The first three equations I have solved, I would just appreciate someone checking them over to make sure I'm doing them right.
Find the GCF:
16x^2z ,40xz^2 , 72z^3
= 3^3z
Factor our GCF:
a(a+1) - 3(a+1)
= a+1
Factor Polynomial:
9a^2 - 64b^2
= (3a+8b)(3a-8b)
9w - w^3
= w(3) (?really unsure if correct?)
I'm not sure how to do the following, or where to even begin. Some help getting started would be very appreciated! :)
Factor Polynomials:
x^3y + 2x^2y^2 + xy^3
x^3 + ax + 3a + 3x^2
Factor:
18z + 45 +z^2
16x^2z ,40xz^2 , 72z^3
the GCF I see is 4xz, I can't see how you got your answer.
a(a+1) - 3(a+1)
= (a+1)(a-3) fully factored
9a^2 - 64b^2
= (3a+8b)(3a-8b) that is ok
9w - w^3 , I see a common factor of 3w
= 3w(3 - w^2)
x^3y + 2x^2y^2 + xy^3 first go for a common factor
= xy(x^2 + 2xy + y^2)
= xy(x+y)(x+y)
= xy(x+y)^2
x^3 + ax + 3a + 3x^2
this is a "grouping" type of factoring
= x^3 + 3x^2 + ax + 3a
= x^2(x+3) + a(x+3)
= (x+3)(a+3)
18z + 45 +z^2
= z^2 + 18z + 45
= (z+15)(z+3)
in the first one: 16x^2z ,40xz^2 , 72z^3
the only question I have is, how can it be 4xz when they don't all have the variable 'x'? the way I factored it was like this:
16x^2z
16 = 8 & 2 x^2z
4&2 (x)(x)(z)
2&2
= 2^4
40xz^2
40 = 10 & 4 xz^2
5&2 2&2 (x)(z)(z)
= 5(2^3)
72z^3
72 = 36 & 2 z^3
18&2 (z)(z)(z)
9&2
3&3
= 3^2(2^3)
with the answer being 2^3z, which is what they all have in common
3w-3
Factor 9z + 18 using the GCF.(1 point)
Let's check the first three equations you solved to make sure they are correct:
Find the GCF:
To find the greatest common factor (GCF) of the given terms: 16x^2z, 40xz^2, and 72z^3, we need to look for the highest power of each variable that appears in all the terms.

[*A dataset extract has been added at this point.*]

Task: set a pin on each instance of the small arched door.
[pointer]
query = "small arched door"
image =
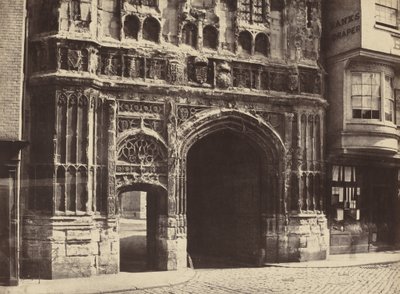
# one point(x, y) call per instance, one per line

Factors of 16x^2z: 2^4, x^2, z^1
Factors of 40xz^2: 2^3, 5^1, x^1, z^2
Factors of 72z^3: 2^3, 3^2, z^3
The highest power of 2 that appears in all the terms is 2^3 (since 2^3 is common to all three terms). The highest power of x is x^1 (since it appears in the first and second terms). The highest power of z is z^1 (since it appears in the first and third terms).
Therefore, the GCF is 2^3 * x^1 * z^1 = 8xz.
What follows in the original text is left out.